This covers how paid requests are metered and how unpaid requests are blocked.

For the 402 challenge and receipt flow, see Payment Negotiation & Request Flow.

Usage metering

Every paid request is metered at the infrastructure layer. Metering captures enough context to reconcile usage without involving business services.

Metering should be idempotent. Use a stable dedupe key such as request_id.

Metering event model (what gets recorded)

{
  "event": "x402.request_metered",
  "request_id": "req_...",
  "api_key_id": "key_...",
  "scope": "endpoint:GET:/v1/...",
  "payment_reference": "rcpt_...",
  "amount": "0.001",
  "currency": "USD",
  "timestamp": "2025-12-18T12:34:56Z",
  "result": "accepted"
}

Field expectations:

  • request_id (or trace_id) for correlation and dedupe.

  • api_key_id for identity binding.

  • scope for product mapping and enforcement.

  • payment_reference to link requests to receipts.

  • amount + currency as charged.

  • timestamp (and optionally region) for reporting.

  • result to encode charge semantics (e.g., accepted, rejected).

Enforcement boundary (what payment blocks)

Payment enforcement runs at the gateway after authentication. It happens before routing to internal services.

Unpaid requests should be blocked before:

  • Internal service routing.

  • Upstream calls to vendors and RPCs.

  • Derived analytics and enrichment work.

Enforcement mechanics (how it behaves)

Enforcement is a gate, not a side-effect. The gateway decides “allow” before any downstream work.

  • Unpaid calls do not consume internal capacity budgets.

  • Paid calls proceed to standard routing and policy evaluation.

  • Retries remain safe when idempotency is respected.

Auditability and reconciliation

Payment events are logged with cryptographic references to settlement artifacts.
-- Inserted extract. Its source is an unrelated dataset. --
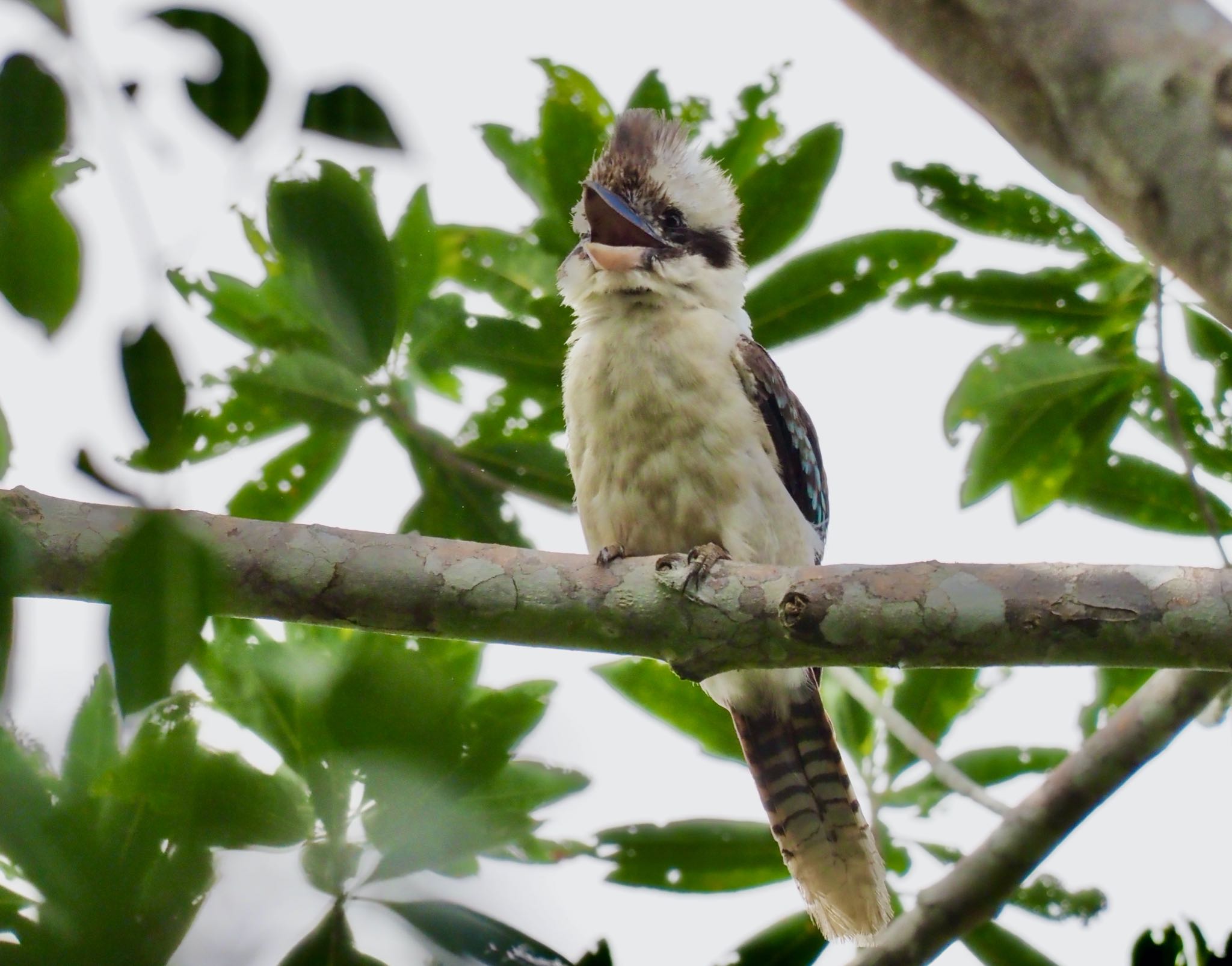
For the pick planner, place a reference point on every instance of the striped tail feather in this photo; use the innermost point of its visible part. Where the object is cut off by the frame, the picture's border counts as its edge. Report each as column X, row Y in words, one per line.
column 813, row 814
This supports audits and dispute workflows without exposing raw payment payloads.

Store:

  • Receipt identifiers, not raw receipt bodies.

  • Content hashes of settlement artifacts.

  • Signature metadata needed for later verification.

  • Minimal PII. Prefer irreversible identifiers.

Reconciliation expectations:

  • At-least-once event emission with dedupe.

  • Deterministic matching of requests to receipts.

  • Forensic traceability from request to settlement proof.